Resigning is a rare virtue
Justice Secretary Leila de Lima almost resigned this week until she realized she shouldn’t.
Nothing new really in government culture. Probably because it is hard to find new jobs nowadays.
Undersecretary Rico Puno said in the aftermath of the August 23 massacre that she would resign if asked by President Benigno Aquino III.
“We serve at the pleasure of the President,” and not at the pleasure of the voters, they would always insist.
Not Mrs. De Lima.
“What I can say at the moment is that the matter of whether or not to resign will purely be my judgment. It will be solely my call,” she cried.
Not because it will be at the pleasure of the President but at her own.
Soon after, in a few minutes later, she countered: She is staying on in the Cabinet for the present time and that her difference of opinion with President Aquino on charges that should be filed against those found liable in the bungled rescue does not warrant her resignation.
What a girl. She came like a typhoon and made a turn around ala Storm Ondoy even at first she said resigning is always an option although it was “going to be a serious decision.”
I am sure Secretary de Lima will not resign for now, not because job opportunities are getting fewer these days. She has vowed to serve the country well and serve the President at the same time.

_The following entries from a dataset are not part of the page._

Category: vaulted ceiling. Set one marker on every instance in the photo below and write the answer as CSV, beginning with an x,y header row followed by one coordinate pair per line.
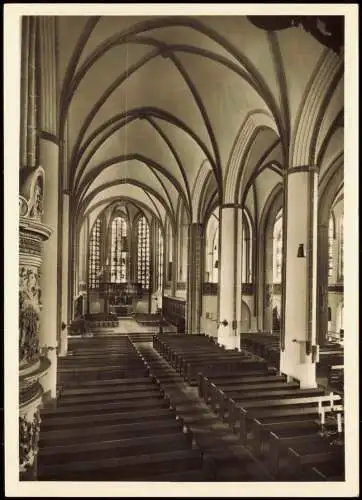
x,y
147,101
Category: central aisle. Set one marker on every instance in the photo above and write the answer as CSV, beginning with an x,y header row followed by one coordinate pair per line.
x,y
233,461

She might eventually resign, though, or get fired by the President if he changes his mind with the help of his close friends in the Cabinet.
Look at Usec Puno. And look at Sec. Robredo. They appear to enjoy their positions on an equal basis. Nobody is more equal than the other. Like the famous trio at the Palace, the communication experts who are also enjoying their set up.

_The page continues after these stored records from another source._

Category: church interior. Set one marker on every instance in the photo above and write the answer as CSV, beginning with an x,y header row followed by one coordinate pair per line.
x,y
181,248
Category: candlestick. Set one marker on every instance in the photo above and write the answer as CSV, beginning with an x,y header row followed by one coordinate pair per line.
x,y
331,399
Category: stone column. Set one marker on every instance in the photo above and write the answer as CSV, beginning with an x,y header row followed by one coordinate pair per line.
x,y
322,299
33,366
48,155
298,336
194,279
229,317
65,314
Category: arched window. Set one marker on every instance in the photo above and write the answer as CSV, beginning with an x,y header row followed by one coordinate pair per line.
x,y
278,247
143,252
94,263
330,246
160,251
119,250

Nobody is resigning as yet. Sec. de Lima said she would still accept future jobs because “I’m a subordinate and alter ego of the President.”
Nonetheless, she gave assurance that whatever work the President wants to assign to her, she would willingly accept as her duty.

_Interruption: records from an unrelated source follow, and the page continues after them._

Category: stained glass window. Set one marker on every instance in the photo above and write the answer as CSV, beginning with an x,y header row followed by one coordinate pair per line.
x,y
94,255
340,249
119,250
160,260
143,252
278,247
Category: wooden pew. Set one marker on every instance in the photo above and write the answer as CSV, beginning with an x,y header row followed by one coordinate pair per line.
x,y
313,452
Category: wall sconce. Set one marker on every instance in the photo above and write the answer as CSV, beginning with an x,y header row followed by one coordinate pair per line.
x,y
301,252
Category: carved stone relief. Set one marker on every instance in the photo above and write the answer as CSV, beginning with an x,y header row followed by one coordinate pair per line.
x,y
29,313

It is the President who determines the best course of action. His alter egos are only expected to support him in those actions he deems best, she added.
According to de Lima, certain quarters have suggested that she tendered her resignation as early as when the President directed the Malacañang legal panel to review the findings of the IIRC which she headed.
“Everything should be considered. What is this? What just happened? There appears to be a difference of opinion, a difference in policy,” de Lima clarified.
At the same time, she vowed to fully support and remain dedicated to the President and to the fulfillment of his dreams for the country.